Which is why, sitting at the bar of Oddfellows last night with Maryam, I felt compelled to drink a cocktail named Spinnaker. From what I can tell, it is a house creation, and its ingredients are bourbon, Bonal, Cointreau, and bitters, served with zest of orange. It was not nearly as scary to me as the amusement park ride, so it was not difficult to convince myself to get it. I had no previous knowledge of Bonal, but it is apparently harmless (as much as a 16% alcohol beverage can be), and actually quite tasty in the Spinnaker. I may have to check out this aperitif next time I’m at the ol’ liquor store.
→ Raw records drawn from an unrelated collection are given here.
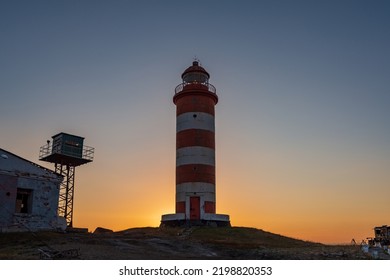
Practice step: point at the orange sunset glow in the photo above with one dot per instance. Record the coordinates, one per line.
(301, 127)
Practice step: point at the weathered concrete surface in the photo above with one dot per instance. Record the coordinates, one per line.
(39, 184)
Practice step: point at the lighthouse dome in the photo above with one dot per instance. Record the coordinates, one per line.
(195, 74)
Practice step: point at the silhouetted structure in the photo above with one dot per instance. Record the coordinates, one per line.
(28, 195)
(66, 151)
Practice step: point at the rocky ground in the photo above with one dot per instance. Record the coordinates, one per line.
(170, 243)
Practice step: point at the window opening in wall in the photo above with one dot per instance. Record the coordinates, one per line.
(23, 201)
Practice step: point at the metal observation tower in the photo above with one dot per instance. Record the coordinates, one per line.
(66, 151)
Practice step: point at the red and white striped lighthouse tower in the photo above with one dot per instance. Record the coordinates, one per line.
(195, 100)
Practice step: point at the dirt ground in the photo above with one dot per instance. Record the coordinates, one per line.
(170, 243)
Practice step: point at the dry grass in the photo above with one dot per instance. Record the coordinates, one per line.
(171, 243)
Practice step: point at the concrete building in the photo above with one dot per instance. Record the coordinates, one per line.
(28, 195)
(195, 99)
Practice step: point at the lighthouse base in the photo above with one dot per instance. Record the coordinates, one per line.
(179, 220)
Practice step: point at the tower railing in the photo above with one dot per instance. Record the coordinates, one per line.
(181, 86)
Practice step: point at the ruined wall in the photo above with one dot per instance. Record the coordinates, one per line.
(41, 211)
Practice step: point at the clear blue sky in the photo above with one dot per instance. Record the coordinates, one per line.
(303, 122)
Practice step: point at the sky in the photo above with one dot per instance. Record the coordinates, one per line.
(302, 122)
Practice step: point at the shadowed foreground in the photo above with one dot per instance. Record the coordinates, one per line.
(170, 243)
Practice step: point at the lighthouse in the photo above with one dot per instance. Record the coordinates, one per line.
(195, 99)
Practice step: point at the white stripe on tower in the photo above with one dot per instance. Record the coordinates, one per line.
(195, 120)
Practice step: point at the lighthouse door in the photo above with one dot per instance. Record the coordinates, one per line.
(195, 208)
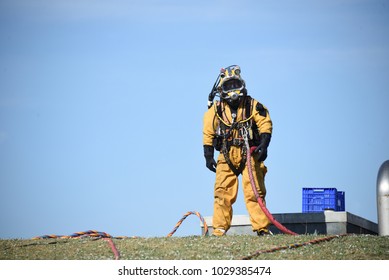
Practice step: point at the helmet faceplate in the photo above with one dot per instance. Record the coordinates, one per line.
(231, 85)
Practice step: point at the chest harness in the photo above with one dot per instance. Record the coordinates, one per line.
(230, 132)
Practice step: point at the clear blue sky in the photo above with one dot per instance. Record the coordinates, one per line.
(101, 107)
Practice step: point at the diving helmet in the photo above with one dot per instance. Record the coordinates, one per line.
(231, 86)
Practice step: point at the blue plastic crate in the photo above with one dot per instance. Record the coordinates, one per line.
(340, 200)
(320, 199)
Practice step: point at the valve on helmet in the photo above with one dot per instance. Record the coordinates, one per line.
(231, 85)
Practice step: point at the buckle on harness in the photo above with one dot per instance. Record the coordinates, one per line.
(237, 142)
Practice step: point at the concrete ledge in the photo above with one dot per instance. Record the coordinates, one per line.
(327, 222)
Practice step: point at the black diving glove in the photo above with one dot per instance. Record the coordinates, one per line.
(210, 161)
(264, 140)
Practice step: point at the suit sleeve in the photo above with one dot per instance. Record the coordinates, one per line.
(262, 118)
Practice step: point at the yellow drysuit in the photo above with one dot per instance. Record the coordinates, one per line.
(226, 183)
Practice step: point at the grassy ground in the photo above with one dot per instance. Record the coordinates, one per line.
(351, 247)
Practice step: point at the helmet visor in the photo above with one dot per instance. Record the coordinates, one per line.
(233, 84)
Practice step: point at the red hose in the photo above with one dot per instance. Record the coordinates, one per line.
(259, 199)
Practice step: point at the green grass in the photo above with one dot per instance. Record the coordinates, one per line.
(351, 247)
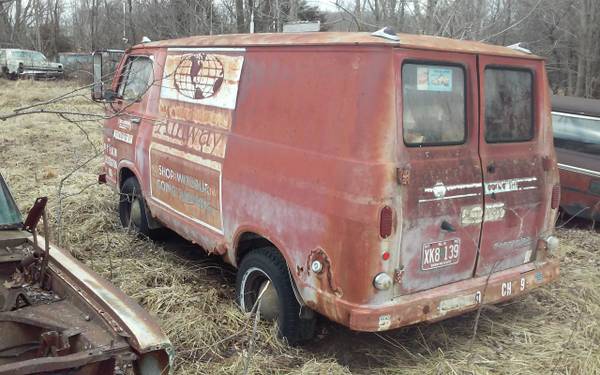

I can be quite adventurous in aspects of life that don’t involve mechanical arms and such throwing one’s body into the air.

SIFF 2011 Day 11: And So It Ends

13 June 2011 by myself

My final day at SIFF was one of annoyance and melancholy.
After a morning of Vampire Diaries on DVD, I headed over to SIFF Cinema (conveniently located!) for Holy Rollers: The True Story of Card Counting Christians. I watched this film mainly because a friend of mine would be referenced in it. As it turns out, Benjamin had quite a bit more screen time than I had anticipated, and I was surprised and delighted to see his wife, also my friend, Megan on-screen as well. (It really should not be a surprise to see Megan on the silver screen, and if you have spent ten minutes with her, you’d know why.) It is really difficult for me to write objectively about this film for the very fact that it’s about self-proclaimed Christians. The film follows a team of blackjack players made up of primarily pastors and other “devout” Christians. I use the capital C to emphasize that the appellate is more name than description. The only player that seemed a true christian to me was Mark, the pastor who quit because he could no longer correlate his spiritual life with his casino life. The filmmaker of Holy Rollers was on hand for a Q&A but I felt my mind would burst if I had to listen to more of the claptrap. So I left during the credits and headed to Pacific Place for my final film.
The evening ended with a sorrowful Belgium film called Illégal. A single mother of one has made her way in Belgium as a cleaner for nearly ten years when she is randomly spotted by police and detained for lack of papers. Not wanting to be deported back to Russia, she hides her identity from authorities while waiting out her time at a detention center. She suffers while also bonding with fellow detainees. A guard at the center empathizes with the foreigners although she needs the job to support her own family. Events reach a cresendo at the center, bringing the guard to a turning point and bringing a sincere tear to my eye. Illégal is available on DVD and will be on Netflix Instant Watching in July.